Overlaying histograms with ggplot2 in R

184,812

Solution 1

Your current code:

ggplot(histogram, aes(f0, fill = utt)) + geom_histogram(alpha = 0.2)

is telling ggplot to construct one histogram using all the values in f0 and then color the bars of this single histogram according to the variable utt.

What you want instead is to create three separate histograms, with alpha blending so that they are visible through each other.
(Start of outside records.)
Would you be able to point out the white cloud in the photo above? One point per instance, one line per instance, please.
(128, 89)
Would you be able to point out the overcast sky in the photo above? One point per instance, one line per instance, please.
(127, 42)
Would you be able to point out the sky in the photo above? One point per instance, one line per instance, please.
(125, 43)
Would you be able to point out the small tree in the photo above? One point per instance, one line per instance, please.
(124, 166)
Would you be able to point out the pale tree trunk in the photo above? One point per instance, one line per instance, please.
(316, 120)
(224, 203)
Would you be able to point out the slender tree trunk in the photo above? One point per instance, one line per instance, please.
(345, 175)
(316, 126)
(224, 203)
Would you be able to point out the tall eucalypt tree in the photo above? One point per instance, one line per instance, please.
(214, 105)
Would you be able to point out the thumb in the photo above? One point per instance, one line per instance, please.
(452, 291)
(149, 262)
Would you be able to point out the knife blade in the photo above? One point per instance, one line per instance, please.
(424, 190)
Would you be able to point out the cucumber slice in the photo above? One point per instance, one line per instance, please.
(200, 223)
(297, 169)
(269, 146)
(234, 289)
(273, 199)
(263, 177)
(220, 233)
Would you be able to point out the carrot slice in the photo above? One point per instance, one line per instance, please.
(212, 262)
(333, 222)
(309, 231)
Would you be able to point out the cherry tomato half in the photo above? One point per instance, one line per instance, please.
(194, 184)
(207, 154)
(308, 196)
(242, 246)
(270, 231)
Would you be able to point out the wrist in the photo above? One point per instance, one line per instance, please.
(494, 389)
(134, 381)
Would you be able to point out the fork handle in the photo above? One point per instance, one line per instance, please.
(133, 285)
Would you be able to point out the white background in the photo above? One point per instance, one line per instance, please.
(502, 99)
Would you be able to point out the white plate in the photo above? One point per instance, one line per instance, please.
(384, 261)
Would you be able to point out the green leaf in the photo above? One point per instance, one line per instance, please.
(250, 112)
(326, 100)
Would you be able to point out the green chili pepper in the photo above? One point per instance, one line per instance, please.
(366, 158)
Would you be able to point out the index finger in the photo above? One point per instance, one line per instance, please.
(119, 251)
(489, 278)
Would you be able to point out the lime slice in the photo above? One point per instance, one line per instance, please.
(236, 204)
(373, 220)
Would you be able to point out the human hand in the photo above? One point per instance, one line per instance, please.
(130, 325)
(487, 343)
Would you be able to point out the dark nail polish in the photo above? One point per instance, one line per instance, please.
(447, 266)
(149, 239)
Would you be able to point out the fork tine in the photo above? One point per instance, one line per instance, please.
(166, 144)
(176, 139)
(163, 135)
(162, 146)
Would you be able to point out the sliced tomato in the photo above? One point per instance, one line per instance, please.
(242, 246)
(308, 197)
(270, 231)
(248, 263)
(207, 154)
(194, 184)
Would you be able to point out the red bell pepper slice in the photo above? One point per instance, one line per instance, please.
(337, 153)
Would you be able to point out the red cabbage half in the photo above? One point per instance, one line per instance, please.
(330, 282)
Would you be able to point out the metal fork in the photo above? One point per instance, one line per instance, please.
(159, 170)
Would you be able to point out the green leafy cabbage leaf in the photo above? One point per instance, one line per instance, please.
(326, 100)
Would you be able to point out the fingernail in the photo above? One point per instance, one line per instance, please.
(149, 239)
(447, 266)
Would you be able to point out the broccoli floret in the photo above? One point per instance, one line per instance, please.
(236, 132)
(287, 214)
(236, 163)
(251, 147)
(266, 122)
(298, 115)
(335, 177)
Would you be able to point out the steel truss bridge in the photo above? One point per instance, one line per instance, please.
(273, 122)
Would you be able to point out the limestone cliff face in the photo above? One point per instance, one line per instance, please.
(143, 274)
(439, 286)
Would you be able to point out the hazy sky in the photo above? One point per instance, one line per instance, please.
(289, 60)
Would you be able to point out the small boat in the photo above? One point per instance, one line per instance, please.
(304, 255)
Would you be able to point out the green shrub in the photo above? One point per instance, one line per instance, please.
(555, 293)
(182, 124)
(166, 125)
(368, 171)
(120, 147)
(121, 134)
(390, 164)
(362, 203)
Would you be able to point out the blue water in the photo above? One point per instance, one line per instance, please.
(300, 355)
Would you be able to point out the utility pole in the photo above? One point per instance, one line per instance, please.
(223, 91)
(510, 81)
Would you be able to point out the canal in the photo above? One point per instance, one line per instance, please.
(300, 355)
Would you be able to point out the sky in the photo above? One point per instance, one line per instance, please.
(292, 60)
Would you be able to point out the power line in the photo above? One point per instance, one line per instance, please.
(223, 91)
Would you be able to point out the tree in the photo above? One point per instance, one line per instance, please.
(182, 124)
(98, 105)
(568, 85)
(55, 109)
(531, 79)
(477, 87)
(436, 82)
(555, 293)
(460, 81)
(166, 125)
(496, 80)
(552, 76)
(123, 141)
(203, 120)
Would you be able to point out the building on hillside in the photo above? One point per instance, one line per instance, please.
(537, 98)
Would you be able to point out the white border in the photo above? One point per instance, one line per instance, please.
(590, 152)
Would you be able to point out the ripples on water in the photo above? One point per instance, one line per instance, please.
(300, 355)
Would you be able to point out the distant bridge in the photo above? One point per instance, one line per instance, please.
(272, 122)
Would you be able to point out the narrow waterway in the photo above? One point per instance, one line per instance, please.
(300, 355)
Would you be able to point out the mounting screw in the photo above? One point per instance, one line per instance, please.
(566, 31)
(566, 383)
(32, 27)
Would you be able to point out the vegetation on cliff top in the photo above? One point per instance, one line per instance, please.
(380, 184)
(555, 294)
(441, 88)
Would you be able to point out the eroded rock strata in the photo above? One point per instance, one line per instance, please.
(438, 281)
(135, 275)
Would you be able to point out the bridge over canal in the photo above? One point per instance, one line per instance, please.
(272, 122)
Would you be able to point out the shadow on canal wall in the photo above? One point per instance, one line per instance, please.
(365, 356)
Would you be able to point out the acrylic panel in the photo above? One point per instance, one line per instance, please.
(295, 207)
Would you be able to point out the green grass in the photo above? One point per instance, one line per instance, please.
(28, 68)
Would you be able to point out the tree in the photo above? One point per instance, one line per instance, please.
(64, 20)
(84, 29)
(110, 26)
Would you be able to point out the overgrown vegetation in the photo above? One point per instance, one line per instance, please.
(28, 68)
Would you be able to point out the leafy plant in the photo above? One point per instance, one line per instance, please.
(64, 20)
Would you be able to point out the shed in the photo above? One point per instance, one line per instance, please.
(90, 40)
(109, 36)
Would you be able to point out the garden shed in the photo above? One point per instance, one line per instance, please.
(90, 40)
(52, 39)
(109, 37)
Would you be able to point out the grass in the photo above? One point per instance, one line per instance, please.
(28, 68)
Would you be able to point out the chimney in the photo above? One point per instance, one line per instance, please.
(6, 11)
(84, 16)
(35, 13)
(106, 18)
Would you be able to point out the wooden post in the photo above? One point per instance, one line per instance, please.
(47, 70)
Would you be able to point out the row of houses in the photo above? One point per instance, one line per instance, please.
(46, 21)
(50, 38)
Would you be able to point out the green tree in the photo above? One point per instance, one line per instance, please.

So you probably want to use three separate calls to geom_histogram, where each one gets it's own data frame and fill:

ggplot(histogram, aes(f0)) + 
    geom_histogram(data = lowf0, fill = "red", alpha = 0.2) + 
    geom_histogram(data = mediumf0, fill = "blue", alpha = 0.2) +
    geom_histogram(data = highf0, fill = "green", alpha = 0.2) +

Here's a concrete example with some output:

dat <- data.frame(xx = c(runif(100,20,50),runif(100,40,80),runif(100,0,30)),yy = rep(letters[1:3],each = 100))

ggplot(dat,aes(x=xx)) + 
    geom_histogram(data=subset(dat,yy == 'a'),fill = "red", alpha = 0.2) +
    geom_histogram(data=subset(dat,yy == 'b'),fill = "blue", alpha = 0.2) +
    geom_histogram(data=subset(dat,yy == 'c'),fill = "green", alpha = 0.2)

which produces something like this:

enter image description here

Edited to fix typos; you wanted fill, not colour.

Solution 2

Using @joran's sample data,

ggplot(dat, aes(x=xx, fill=yy)) + geom_histogram(alpha=0.2, position="identity")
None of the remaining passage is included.